Terry Crews: How My Porn Addiction Nearly Ended My Marriage

Apr 28, 2022 1h 25m 12 insights
This episode features actor Terry Crews discussing his challenging upbringing, including domestic violence and his addiction to pornography. He shares his journey of self-discovery, rebuilding his marriage through vulnerability and therapy, and redefining what true strength means for men.
Actionable Insights

1. Embrace Vulnerability for Intimacy

To achieve genuine intimacy, you must be vulnerable and willing to share your true self, including your flaws and past mistakes, as deep connections are impossible without it.

2. Make Amends Beyond Apologies

When you’ve harmed someone, a simple apology is insufficient; you must actively make amends and do everything within your power to truly make things right and repair the damage.

3. Engage in Constant Self-Examination

Continuously examine your reactions, anger, and insecurities by asking “why” to understand your triggers and motivations, allowing you to let go of things that aren’t truly about you.

4. Reconnect with Your Inner Child

To overcome deep-seated shame, visualize or use a picture of your innocent younger self and affirm that the good person you were then is still who you are today.

5. Distinguish Guilt from Shame

Understand that guilt is a healthy emotion prompting you to correct wrongs, while shame (believing “you are bad”) is unproductive and manipulative, and should be rejected to foster self-acceptance.

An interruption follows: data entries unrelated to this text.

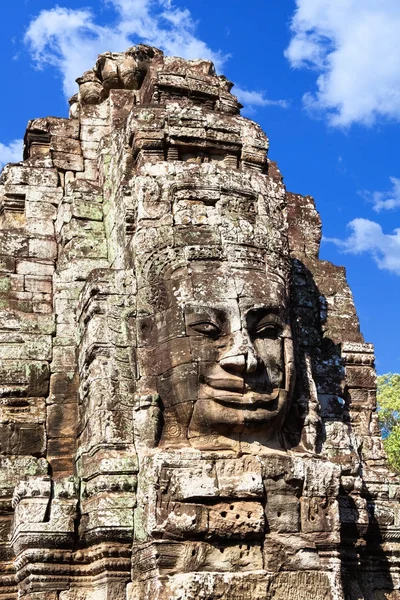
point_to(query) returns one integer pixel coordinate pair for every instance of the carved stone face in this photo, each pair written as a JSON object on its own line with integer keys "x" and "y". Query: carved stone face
{"x": 222, "y": 354}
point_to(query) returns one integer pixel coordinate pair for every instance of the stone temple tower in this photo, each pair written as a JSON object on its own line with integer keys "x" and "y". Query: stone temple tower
{"x": 187, "y": 406}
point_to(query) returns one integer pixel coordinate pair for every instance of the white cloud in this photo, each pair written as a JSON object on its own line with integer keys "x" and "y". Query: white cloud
{"x": 367, "y": 236}
{"x": 388, "y": 200}
{"x": 71, "y": 39}
{"x": 256, "y": 98}
{"x": 353, "y": 47}
{"x": 11, "y": 152}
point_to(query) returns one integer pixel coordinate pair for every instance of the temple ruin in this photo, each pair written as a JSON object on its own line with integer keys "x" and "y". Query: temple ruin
{"x": 188, "y": 406}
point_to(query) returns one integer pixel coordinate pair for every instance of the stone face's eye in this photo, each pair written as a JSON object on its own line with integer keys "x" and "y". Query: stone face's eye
{"x": 206, "y": 328}
{"x": 270, "y": 326}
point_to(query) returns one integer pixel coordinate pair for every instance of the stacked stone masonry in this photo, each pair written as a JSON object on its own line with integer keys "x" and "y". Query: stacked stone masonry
{"x": 187, "y": 405}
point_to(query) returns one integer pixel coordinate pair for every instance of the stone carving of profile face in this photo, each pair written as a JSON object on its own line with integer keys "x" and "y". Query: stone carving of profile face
{"x": 221, "y": 354}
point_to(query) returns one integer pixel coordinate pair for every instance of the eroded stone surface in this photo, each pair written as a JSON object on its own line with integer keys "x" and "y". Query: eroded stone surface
{"x": 187, "y": 406}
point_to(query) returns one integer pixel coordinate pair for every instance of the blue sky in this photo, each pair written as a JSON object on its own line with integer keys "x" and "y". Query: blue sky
{"x": 322, "y": 77}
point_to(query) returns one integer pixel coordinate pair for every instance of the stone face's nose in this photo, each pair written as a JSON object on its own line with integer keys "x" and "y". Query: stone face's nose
{"x": 241, "y": 357}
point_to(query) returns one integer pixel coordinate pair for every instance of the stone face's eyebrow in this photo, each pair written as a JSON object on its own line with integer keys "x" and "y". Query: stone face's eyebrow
{"x": 195, "y": 311}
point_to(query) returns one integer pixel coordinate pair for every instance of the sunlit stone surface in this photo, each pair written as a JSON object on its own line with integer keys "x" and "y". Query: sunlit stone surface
{"x": 187, "y": 404}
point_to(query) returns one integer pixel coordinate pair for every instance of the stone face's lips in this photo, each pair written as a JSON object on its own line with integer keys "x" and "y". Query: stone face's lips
{"x": 235, "y": 392}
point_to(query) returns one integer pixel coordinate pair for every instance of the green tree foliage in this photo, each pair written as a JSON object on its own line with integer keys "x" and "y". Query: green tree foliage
{"x": 389, "y": 416}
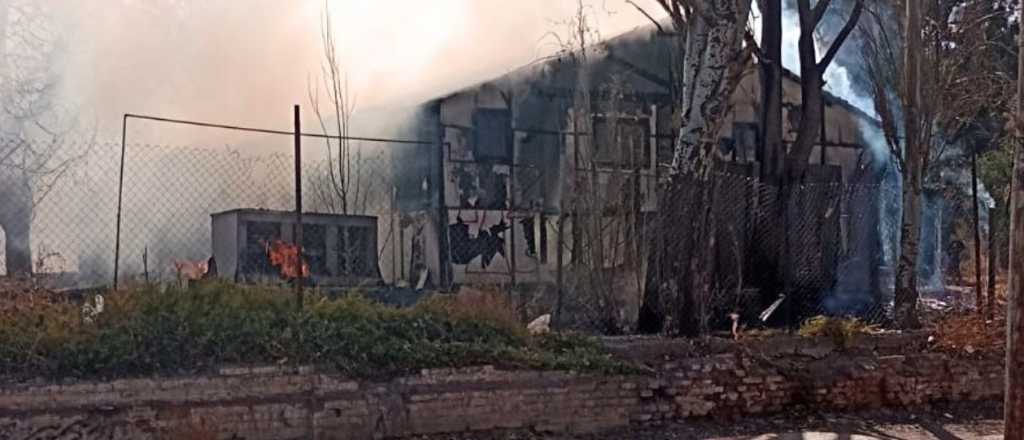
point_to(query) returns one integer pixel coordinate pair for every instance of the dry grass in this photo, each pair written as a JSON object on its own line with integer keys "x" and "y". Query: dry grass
{"x": 842, "y": 331}
{"x": 971, "y": 334}
{"x": 190, "y": 431}
{"x": 481, "y": 303}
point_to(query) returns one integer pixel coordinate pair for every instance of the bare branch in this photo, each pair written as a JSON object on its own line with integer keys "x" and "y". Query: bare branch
{"x": 644, "y": 12}
{"x": 848, "y": 28}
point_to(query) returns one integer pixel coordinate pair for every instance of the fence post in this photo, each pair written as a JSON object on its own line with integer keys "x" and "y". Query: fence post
{"x": 121, "y": 187}
{"x": 298, "y": 207}
{"x": 991, "y": 264}
{"x": 1014, "y": 395}
{"x": 979, "y": 297}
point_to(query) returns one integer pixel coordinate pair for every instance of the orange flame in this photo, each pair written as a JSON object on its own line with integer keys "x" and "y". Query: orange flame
{"x": 285, "y": 256}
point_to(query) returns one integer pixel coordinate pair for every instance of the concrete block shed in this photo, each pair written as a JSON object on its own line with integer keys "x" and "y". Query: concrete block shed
{"x": 341, "y": 250}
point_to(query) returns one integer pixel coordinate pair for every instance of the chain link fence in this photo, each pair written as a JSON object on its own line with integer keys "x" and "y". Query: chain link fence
{"x": 777, "y": 257}
{"x": 170, "y": 198}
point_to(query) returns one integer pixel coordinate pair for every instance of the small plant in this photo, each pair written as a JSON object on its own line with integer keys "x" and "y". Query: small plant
{"x": 843, "y": 331}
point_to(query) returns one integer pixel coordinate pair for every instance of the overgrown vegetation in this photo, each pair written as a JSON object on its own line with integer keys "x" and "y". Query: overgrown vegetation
{"x": 148, "y": 332}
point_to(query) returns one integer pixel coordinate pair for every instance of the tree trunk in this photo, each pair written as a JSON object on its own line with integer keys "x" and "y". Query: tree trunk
{"x": 771, "y": 89}
{"x": 905, "y": 311}
{"x": 906, "y": 269}
{"x": 678, "y": 281}
{"x": 15, "y": 220}
{"x": 1014, "y": 403}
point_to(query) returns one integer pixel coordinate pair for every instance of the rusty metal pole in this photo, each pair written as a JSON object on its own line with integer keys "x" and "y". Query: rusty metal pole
{"x": 979, "y": 296}
{"x": 298, "y": 207}
{"x": 121, "y": 190}
{"x": 1014, "y": 398}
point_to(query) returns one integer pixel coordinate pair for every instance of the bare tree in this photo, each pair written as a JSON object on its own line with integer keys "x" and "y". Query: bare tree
{"x": 714, "y": 58}
{"x": 770, "y": 57}
{"x": 33, "y": 154}
{"x": 342, "y": 189}
{"x": 812, "y": 70}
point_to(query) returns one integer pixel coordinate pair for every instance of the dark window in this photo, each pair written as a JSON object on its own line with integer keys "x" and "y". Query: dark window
{"x": 258, "y": 235}
{"x": 622, "y": 142}
{"x": 745, "y": 137}
{"x": 313, "y": 248}
{"x": 353, "y": 246}
{"x": 493, "y": 134}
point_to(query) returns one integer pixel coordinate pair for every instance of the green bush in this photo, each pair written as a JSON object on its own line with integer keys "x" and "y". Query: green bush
{"x": 146, "y": 332}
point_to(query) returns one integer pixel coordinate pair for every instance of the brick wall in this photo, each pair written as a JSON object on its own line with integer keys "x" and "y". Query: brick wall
{"x": 300, "y": 403}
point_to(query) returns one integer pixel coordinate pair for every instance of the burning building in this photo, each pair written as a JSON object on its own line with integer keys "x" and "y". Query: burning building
{"x": 492, "y": 205}
{"x": 257, "y": 246}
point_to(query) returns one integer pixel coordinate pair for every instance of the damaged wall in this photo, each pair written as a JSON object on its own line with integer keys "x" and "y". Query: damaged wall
{"x": 508, "y": 154}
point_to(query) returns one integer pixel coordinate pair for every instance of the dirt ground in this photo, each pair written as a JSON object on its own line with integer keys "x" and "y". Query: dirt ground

6. Focus on Uniqueness, Not Competition

Instead of striving to be the best, aim to be unique and “the only” in your field, which reduces pressure and allows you to work from a place of enjoyment rather than constant comparison.

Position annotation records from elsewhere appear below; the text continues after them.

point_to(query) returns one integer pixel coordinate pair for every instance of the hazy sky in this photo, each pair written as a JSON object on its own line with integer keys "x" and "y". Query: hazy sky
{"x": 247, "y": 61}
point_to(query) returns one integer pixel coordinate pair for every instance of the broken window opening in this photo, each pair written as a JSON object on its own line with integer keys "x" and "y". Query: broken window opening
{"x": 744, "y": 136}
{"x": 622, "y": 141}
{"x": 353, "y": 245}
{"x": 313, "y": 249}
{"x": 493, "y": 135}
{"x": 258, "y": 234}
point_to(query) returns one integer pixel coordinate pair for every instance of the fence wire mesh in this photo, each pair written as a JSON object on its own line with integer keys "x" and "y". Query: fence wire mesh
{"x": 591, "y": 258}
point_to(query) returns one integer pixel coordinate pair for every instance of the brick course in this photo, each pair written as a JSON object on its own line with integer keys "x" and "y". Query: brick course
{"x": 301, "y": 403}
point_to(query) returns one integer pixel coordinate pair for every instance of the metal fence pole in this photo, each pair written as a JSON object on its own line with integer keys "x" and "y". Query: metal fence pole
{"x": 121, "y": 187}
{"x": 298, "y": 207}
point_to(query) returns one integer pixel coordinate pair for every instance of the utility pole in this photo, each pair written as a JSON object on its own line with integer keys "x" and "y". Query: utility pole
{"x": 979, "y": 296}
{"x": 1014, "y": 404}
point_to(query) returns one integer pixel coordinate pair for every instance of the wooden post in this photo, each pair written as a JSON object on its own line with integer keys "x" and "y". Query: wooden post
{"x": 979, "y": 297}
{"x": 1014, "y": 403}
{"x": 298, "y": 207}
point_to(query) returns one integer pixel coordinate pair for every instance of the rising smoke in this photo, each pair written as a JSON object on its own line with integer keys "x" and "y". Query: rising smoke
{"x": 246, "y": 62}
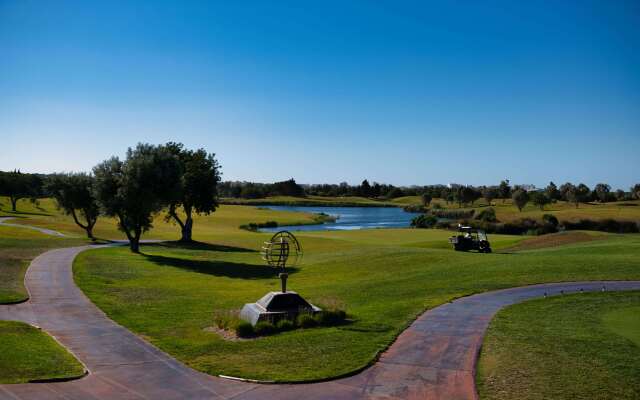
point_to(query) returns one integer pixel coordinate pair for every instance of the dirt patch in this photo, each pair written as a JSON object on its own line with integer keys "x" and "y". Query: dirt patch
{"x": 226, "y": 334}
{"x": 555, "y": 240}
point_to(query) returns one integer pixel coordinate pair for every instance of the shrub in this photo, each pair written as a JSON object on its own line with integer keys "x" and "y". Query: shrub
{"x": 285, "y": 325}
{"x": 550, "y": 219}
{"x": 245, "y": 329}
{"x": 606, "y": 225}
{"x": 487, "y": 215}
{"x": 264, "y": 328}
{"x": 252, "y": 226}
{"x": 424, "y": 221}
{"x": 522, "y": 226}
{"x": 306, "y": 321}
{"x": 453, "y": 214}
{"x": 415, "y": 208}
{"x": 331, "y": 317}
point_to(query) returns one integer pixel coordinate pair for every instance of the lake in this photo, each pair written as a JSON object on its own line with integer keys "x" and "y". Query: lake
{"x": 349, "y": 218}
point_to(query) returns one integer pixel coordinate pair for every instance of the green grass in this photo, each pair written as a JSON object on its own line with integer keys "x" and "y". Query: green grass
{"x": 583, "y": 346}
{"x": 28, "y": 354}
{"x": 343, "y": 201}
{"x": 624, "y": 322}
{"x": 384, "y": 277}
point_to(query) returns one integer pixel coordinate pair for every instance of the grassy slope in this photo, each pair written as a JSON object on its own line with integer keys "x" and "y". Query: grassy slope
{"x": 348, "y": 201}
{"x": 505, "y": 211}
{"x": 17, "y": 248}
{"x": 384, "y": 277}
{"x": 572, "y": 347}
{"x": 27, "y": 354}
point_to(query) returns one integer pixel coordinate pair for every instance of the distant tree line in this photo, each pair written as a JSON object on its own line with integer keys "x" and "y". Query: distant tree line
{"x": 463, "y": 195}
{"x": 151, "y": 179}
{"x": 181, "y": 182}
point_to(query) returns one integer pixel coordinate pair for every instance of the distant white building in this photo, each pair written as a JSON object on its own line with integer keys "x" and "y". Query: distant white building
{"x": 527, "y": 187}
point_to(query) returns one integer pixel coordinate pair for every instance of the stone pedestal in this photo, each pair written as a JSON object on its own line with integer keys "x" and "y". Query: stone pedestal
{"x": 275, "y": 306}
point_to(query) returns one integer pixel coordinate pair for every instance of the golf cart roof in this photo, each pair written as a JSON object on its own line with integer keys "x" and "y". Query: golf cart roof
{"x": 469, "y": 229}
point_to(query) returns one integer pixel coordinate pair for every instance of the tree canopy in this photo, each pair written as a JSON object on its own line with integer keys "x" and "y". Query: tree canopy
{"x": 137, "y": 188}
{"x": 197, "y": 189}
{"x": 520, "y": 198}
{"x": 73, "y": 194}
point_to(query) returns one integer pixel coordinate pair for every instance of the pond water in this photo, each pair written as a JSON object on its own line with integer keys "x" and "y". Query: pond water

7. Master Emotional Control

Learn to maintain control in provocative situations and avoid reacting impulsively to prevent escalation into chaos, as demonstrated by Chris Rock’s response to being slapped.

8. Learn to Say No

If you are a pleaser, practice saying “no” to requests that infringe on your personal time or well-being, even if it feels uncomfortable initially, to establish healthy boundaries.

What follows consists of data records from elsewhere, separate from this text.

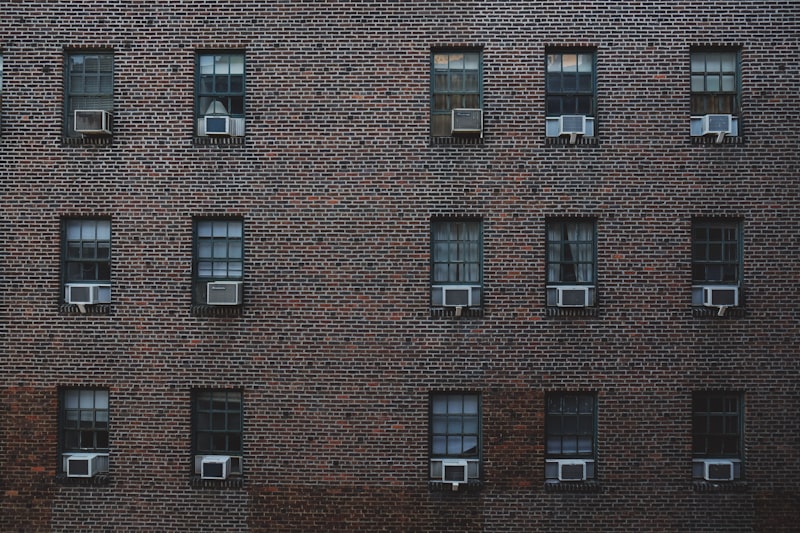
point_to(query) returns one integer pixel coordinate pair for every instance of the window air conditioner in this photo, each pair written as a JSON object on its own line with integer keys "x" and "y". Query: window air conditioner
{"x": 571, "y": 470}
{"x": 82, "y": 464}
{"x": 457, "y": 295}
{"x": 217, "y": 125}
{"x": 215, "y": 467}
{"x": 467, "y": 121}
{"x": 454, "y": 471}
{"x": 720, "y": 296}
{"x": 572, "y": 296}
{"x": 92, "y": 122}
{"x": 224, "y": 293}
{"x": 85, "y": 293}
{"x": 717, "y": 470}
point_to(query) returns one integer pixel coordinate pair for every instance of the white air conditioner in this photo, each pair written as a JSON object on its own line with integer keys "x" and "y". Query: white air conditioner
{"x": 215, "y": 467}
{"x": 457, "y": 295}
{"x": 217, "y": 125}
{"x": 82, "y": 464}
{"x": 571, "y": 470}
{"x": 455, "y": 472}
{"x": 572, "y": 296}
{"x": 720, "y": 295}
{"x": 718, "y": 470}
{"x": 86, "y": 293}
{"x": 466, "y": 121}
{"x": 92, "y": 122}
{"x": 224, "y": 293}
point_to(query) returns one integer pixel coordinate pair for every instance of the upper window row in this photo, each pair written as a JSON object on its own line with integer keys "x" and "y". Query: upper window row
{"x": 456, "y": 93}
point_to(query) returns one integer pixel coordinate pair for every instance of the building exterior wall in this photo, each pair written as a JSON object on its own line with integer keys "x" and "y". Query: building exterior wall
{"x": 336, "y": 349}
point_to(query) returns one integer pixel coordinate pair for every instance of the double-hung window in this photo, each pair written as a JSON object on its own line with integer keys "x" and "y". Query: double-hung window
{"x": 571, "y": 262}
{"x": 456, "y": 93}
{"x": 217, "y": 432}
{"x": 218, "y": 262}
{"x": 570, "y": 427}
{"x": 219, "y": 94}
{"x": 455, "y": 437}
{"x": 716, "y": 262}
{"x": 715, "y": 93}
{"x": 89, "y": 101}
{"x": 86, "y": 259}
{"x": 83, "y": 432}
{"x": 457, "y": 263}
{"x": 570, "y": 98}
{"x": 717, "y": 435}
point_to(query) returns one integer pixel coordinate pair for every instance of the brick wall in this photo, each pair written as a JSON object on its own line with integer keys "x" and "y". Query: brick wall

9. Beware of Success as Hiding

Recognize that success can be a dangerous hiding place, as it often prevents others from challenging your flaws or holding you accountable, allowing negative behaviors to persist unchecked.

10. Choose Success Over Revenge

Understand that pursuing revenge is a hollow victory that doesn’t fix problems; true success lies in transcending painful situations and focusing on positive actions rather than retaliation.

11. Recognize Coping Mechanisms Fail

Be aware that coping mechanisms, even those that seem to “work” for a time (like addiction or excessive masculinity), will eventually fail and hinder your ability to thrive.

12. Practice Full Disclosure in Therapy

When addressing past wrongs in therapy, commit to full disclosure by truthfully and honestly answering every question your partner has, even if it’s painful, to rebuild trust.